I continue, in my obsessive way, to appreciate and digest the Broadway show Bloody Bloody Andrew Jackson for the way it cannily captures the proud, delusional self-righteousness of under-informed ideologues — Jon Meacham, whose biography of Jackson won the Pulitzer Prize last year, writes a detailed (and approving) response to the play in today’s New York Times, “Rocking the Vote, in the 1820s and Now.”

Theater review: A HOUSE IN BALI

October 20, 2010

My review of Evan Ziporyn’s opera A HOUSE IN BALI, which played three performances at BAM last week, has been posted on I was intrigued by the production because it involved the participation of a Balinese gamelan, and I’ve just this year started playing gamelan myself with a group that performs Javanese gamelan. (A gamelan is a kind of Indonesian percussion orchestra.) But the show was pretty disappointing to me.

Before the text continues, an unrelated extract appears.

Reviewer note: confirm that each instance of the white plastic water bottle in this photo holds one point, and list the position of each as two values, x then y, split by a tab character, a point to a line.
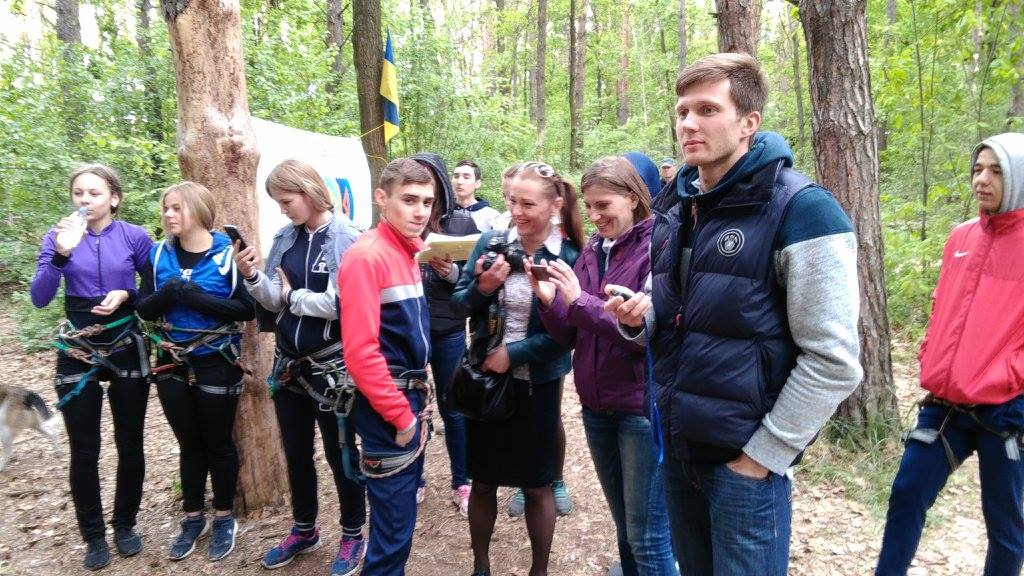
72	237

“As a college student, Ziporyn was understandably entranced by the wild, clangorous, hypnotic sound of Balinese gamelan…[For this piece, he]  had librettist Paul Schick adapt [Colin McPhee’s memoir A House in Bali for three singers with very traditional operatic voices …  and wrote a score to be played by the new music ensemble Bang on a Can All-Stars (with which Ziporyn has performed since 1992) and Gamelan Salukat (founded in 2007 by young Balinese musicians in Pengosekan Village). There are a few moments when the Bang on a Can ensemble provides some lovely underscoring, and a few minutes when the gamelan gets to do its lively, rowdy thing with astonishing precision. But most of the time these elements are all jammed together, and the results sound agitated and ugly.”